出典:Vino Joy|2026年5月19日 https://vino-joy.com/2026/05/19/trump-toast-sends-chinese-wines-flying-off-shelves/
▼ポイント(編集部まとめ)
- トランプ大統領訪中(5月14〜15日)の公式昼食会メニューがSNSに流出。掲載された2銘柄の販売数が24時間以内に最大20倍に急増
- 対象銘柄は長城ワイン「Chateau Sungod カベルネ・ソーヴィニヨン 2009」(約3万8,000円)と張裕「AFIP リザーブ シャルドネ 2016」(約1万4,000円)
- JD.comは即座に商品ページに「国賓晩餐会と同じワイン」のラベルを付与。JD酒類のデータでは長城19倍・張裕15倍の売上増を記録
- 禁酒家として知られるトランプ大統領が白ワインに口をつける場面も目撃された
▼DrinkChina!!コメント
Wynnのアワード戦略が「設計された権威」だとすれば、今回は「降ってきた権威」だ。
どちらも消費者に動かしたものは同じ——「世界が認めた」という確信だった。
中国の消費者が求めているのは、ワインの味ではなく「これを選ぶ自分」への根拠なのかもしれない。
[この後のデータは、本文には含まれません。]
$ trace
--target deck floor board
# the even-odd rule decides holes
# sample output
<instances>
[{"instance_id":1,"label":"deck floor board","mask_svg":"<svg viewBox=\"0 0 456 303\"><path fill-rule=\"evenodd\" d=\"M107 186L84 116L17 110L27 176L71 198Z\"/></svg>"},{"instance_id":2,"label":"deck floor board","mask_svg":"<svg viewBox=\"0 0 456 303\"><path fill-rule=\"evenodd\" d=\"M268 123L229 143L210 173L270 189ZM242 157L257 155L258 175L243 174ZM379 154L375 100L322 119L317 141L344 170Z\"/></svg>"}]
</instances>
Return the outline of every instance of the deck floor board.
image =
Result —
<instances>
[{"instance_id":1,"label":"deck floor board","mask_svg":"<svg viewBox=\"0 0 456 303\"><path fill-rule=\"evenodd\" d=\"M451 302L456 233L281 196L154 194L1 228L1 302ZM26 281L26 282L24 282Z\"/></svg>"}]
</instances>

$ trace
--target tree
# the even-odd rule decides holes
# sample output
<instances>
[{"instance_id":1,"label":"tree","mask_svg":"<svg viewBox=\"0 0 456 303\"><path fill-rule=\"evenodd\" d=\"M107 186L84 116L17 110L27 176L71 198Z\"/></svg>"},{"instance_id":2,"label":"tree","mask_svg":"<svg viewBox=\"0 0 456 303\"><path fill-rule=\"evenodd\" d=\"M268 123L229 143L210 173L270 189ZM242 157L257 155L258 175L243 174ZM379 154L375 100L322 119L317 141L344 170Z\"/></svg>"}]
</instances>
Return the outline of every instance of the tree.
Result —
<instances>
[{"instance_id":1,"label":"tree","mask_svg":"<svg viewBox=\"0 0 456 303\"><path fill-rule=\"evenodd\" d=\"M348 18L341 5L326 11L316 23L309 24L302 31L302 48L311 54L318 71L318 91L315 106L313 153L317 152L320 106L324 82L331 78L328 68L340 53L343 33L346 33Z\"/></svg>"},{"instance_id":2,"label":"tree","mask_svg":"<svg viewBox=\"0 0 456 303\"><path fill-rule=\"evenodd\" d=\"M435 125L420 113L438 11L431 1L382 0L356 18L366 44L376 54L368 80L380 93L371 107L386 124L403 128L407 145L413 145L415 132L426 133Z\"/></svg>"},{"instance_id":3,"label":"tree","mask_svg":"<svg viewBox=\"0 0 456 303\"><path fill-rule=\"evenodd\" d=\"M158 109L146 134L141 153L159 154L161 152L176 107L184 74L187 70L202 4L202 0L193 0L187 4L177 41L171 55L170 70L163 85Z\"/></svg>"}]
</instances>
外交の晩餐会というこれ以上ないコンテキストが与えられた瞬間、購買の躊躇がすべて消えた。19倍・15倍という数字は、その躊躇の大きさの裏返しでもある。
もう一つ見逃せないのが、SNSの役割だ。メニューの「流出」が引き金だったという点——公式発表ではなく、拡散によって需要が生まれた。情報の出所が非公式であるほど、かえってリアリティを帯びる。それがSNS時代の購買心理だ。
長城・張裕はいずれも国家的な外交行事の常連銘柄で、いわば「保守本流」の中国ワイン。寧夏や雲南などの新興ブティック産地とは対極の存在だ。しかし今、この二つの動きが同時進行している——権威の再設計と、権威の偶発的な爆発と。中国ワインの地殻変動は、複数の層で同時に起きている。